Swinburne loosed a sound that resembled a belch and directed his petals back at Burton.

“But for all my newfound perception,” he said, “upon your appearance, I instantly recognised that you weren't where-or, rather, when-you belong; and I certainly didn't relish the thought of you being out there, beyond the mountains, among the savages.”

“Actually, there aren't many left,” Wells put in. “Most of those that remain are Askaris now.”

Swinburne gave a scornful hiss. “I'm not referring to the Africans, Mr. Wells. I mean the Europeans!”

“Ah. Quite so.”

“The barbarities that have been committed on this continent in the name of one ideology or another, this social policy or that-quite dreadful! And I mean to put an end to it. I shall soon have the strength to make the German vegetation-the red weed and the venomous plants-whither and die. Already I've gained influence over those horrible things the Prussians once employed as vehicles-”

Wells cried out: “Then it was you! You took control of the lurchers! You cleared the route out of Tabora for us!”

“Is that what you call them? Yes, of course it was me. Now I shall use them to rid this land of its armies. My influence is growing, Mr. Wells. My roots will one day reach from coast to coast. And when they do, I shall make a Utopia of Africa!”

“Utopia!” Wells's eyes glistened with hope.

“For as long as this version of history exists, Africa will be an Eden.”

The flower bobbed low, until it was level with their faces.

“But,” it squeaked, “this history should notexist. You have to go back, Richard, and you have to put an end to all such divergences.”

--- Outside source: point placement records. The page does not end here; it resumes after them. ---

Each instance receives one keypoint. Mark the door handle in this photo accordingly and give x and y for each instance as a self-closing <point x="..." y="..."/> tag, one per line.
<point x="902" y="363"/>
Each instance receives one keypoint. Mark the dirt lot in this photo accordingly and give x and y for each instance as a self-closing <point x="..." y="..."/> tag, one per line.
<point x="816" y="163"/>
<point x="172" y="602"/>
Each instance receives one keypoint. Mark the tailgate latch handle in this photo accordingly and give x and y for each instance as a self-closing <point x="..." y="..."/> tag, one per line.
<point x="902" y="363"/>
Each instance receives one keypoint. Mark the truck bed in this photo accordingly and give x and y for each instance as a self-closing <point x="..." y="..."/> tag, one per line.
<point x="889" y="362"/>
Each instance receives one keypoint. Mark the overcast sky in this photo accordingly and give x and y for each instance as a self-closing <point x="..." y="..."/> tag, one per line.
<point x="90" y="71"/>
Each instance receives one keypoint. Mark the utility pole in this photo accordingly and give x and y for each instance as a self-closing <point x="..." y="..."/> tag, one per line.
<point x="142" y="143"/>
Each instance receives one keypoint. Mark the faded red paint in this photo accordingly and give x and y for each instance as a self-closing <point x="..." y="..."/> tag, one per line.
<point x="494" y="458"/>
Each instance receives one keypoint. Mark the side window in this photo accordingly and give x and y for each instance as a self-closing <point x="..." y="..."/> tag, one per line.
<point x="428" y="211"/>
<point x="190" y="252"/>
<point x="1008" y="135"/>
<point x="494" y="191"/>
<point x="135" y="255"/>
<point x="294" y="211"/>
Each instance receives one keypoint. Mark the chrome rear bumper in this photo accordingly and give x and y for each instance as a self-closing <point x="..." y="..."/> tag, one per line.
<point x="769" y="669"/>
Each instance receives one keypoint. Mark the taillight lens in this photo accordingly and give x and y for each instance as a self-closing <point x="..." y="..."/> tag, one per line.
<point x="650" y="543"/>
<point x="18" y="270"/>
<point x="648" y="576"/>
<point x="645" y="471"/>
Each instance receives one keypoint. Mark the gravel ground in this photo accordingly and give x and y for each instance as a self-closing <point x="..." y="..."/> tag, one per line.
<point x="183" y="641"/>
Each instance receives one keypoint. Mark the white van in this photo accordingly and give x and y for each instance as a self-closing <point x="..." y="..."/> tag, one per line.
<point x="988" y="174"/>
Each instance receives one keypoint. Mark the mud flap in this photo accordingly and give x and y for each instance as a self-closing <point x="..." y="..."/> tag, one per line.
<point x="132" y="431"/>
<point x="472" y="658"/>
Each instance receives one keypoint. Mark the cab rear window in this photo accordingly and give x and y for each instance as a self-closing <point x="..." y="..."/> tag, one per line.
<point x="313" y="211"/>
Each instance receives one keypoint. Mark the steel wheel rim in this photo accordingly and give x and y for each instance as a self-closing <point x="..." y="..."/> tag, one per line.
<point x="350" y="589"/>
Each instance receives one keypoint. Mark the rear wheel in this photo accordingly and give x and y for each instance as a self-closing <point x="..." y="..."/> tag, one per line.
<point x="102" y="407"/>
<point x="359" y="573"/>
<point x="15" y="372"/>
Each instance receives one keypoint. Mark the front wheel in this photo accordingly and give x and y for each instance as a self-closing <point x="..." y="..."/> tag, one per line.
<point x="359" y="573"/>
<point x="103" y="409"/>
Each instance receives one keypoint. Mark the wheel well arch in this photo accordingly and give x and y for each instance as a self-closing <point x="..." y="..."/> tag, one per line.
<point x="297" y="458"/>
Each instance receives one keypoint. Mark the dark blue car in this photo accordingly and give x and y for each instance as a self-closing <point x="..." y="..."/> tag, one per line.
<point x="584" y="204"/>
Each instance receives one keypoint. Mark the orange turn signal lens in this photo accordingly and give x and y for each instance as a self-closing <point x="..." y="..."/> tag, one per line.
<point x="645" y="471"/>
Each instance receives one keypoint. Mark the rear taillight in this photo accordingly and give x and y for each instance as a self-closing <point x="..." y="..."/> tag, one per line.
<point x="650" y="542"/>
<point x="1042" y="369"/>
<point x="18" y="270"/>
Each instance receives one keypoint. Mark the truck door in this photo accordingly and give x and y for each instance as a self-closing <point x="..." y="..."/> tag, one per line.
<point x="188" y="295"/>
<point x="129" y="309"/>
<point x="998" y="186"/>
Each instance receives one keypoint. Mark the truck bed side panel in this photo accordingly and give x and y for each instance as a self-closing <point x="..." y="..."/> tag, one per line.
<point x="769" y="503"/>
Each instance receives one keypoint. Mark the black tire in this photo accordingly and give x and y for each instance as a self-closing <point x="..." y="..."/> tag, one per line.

Bertie Wells frowned and looked from the vermillion blossom to Burton and back again. “Mr. Swinburne,” he said, “Richard has explained the phenomenon of alternate histories to me. Why can they not exist concurrently?”

“Time is a complex thing. It is like music. In addition to its rhythm, there is-”

“A melody,” Burton interjected. “Refrains, pitch, timbre, and texture. Time has harmonies, volume, accents, and pauses. It has verses and-Bismillah! I've heard this before-from-from Herbert Spencer!” He looked confused. “But not Herbert Spencer.”

“Good old tin-head!” Swinburne exclaimed. “I wonder what became of him?”

Burton pointed to where Swinburne's hollow root blocked the cave mouth. “He's in there!”

“I say! Is he? Was he then involved in your transportation here?”

The explorer struggled for an answer. Something felt very wrong. The clockwork philosopher had been a friend and ally, yet, for reasons he couldn't determine, when he thought of him now, he felt threatened and distrustful. “He was,” he said, and immediately felt he'd uttered an untruth.